Most of the commonly practised methods are recognised in regional or national standards, as noted in the following paragraphs. However, the choice of method(s) and the way in which they are applied varies considerably. In North America, private projects are typically governed by the practices recommended in the International Building Code, or the American Concrete Institute (ACI) Manual of Concrete Practice. Publicly funded projects run by federal, state or municipal agencies are usually governed by specifications based on documents published by the American Association of State Highway and Transportation Officials (AASHTO) or the Federal Highway Administration (FHWA). European practices are similar in that there are various European Standards (designated by the letters EN), such as the Eurocode 7 (EN 1997), which covers the design and construction of foundations (incl. the QA and QC requirements). This standard is supplemented by various other European Standards dealing with more specific topics that include the following:

• EN 1536 – execution of special geotechnical work – bored piles

• EN 12063 – execution of special geotechnical work – sheet piles

• EN 12699 – execution of special geotechnical work – displacement piles

• EN 14199 – execution of special geotechnical work – micropiles

• EN 22477 4 – Pile load test by dynamic axially loaded compression test (in preparation)

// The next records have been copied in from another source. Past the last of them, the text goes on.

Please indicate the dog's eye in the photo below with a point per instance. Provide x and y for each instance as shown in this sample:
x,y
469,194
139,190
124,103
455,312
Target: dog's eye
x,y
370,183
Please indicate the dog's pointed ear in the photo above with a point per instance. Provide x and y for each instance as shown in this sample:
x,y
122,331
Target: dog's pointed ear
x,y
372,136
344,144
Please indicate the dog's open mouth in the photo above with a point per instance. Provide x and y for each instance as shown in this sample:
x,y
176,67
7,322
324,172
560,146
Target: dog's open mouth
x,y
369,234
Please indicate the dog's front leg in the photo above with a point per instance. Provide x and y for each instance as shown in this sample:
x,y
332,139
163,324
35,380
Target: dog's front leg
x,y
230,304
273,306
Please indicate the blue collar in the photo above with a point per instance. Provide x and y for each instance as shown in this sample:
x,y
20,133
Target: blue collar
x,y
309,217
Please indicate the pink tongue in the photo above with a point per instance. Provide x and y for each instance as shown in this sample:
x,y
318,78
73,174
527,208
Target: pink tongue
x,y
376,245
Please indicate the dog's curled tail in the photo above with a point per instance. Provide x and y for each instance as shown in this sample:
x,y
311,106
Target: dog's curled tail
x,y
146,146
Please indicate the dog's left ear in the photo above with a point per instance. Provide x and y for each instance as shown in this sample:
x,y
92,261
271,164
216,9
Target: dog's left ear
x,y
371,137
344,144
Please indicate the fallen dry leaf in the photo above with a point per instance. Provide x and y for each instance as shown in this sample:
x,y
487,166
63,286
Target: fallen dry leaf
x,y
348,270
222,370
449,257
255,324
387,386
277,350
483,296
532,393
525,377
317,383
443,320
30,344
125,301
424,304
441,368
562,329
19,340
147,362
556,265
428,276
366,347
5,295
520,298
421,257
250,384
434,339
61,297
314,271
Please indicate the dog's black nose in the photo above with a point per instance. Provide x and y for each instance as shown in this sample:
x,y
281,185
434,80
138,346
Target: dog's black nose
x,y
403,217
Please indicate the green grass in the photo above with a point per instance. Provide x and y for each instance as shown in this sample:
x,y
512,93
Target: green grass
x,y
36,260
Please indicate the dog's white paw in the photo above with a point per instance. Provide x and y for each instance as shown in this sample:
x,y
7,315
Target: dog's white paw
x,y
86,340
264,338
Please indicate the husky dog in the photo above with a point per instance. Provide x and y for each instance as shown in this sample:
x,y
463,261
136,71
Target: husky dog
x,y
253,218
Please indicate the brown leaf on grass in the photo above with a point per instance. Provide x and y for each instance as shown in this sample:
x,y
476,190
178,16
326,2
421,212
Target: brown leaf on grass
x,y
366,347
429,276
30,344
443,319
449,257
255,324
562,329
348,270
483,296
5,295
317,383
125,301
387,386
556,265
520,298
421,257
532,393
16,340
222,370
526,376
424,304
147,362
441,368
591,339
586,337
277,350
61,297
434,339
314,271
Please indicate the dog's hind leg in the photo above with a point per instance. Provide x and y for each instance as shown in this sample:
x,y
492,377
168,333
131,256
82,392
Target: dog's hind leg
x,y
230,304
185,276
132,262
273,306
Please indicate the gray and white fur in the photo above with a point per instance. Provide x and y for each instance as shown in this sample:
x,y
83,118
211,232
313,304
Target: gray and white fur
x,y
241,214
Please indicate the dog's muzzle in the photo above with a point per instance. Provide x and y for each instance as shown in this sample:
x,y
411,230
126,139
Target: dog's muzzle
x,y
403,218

• EN 22477 10 – Testing of piles: rapid load testing (RLT)

While the members of the European Standardization Committee (CEN)¹ are bound to comply with these standards, national practices may vary as the Eurocode permits national variations within certain limitations to suit local practice and environments, which are to be documented in National Annexes.

Since not all testing methods are covered by a European Standard at this time, various local standards are still used. As an example, in France, the Association Française de Normalisation (AFNOR) has published various standards for integrity testing of deep foundations (NFP94-160-1 – Crosshole Sonic logging (CSL), NFP94-160-2 – Impulse-Echo (sonic echo), NFP94-160-3 – Parallel Seismic, NFP94-160-4 – Impulse Response (sonic mobility) and XP94-160-5 – Gamma/gamma Logging), while in Germany, engineers rely for CSL, the most commonly used integrity testing method, on the ‘Recommendations on Piling’, published by the German Geotechnical Society (DGGT 2014), while others adopt the French standard (NFP94-160-1). Other European respondents mentioned that standards by the American Society of the International Association for Testing and Materials and guidelines by the ACI were often used in the absence of a specific local or national code. The use of these standards will come to an end as soon as a European Standard will have been released.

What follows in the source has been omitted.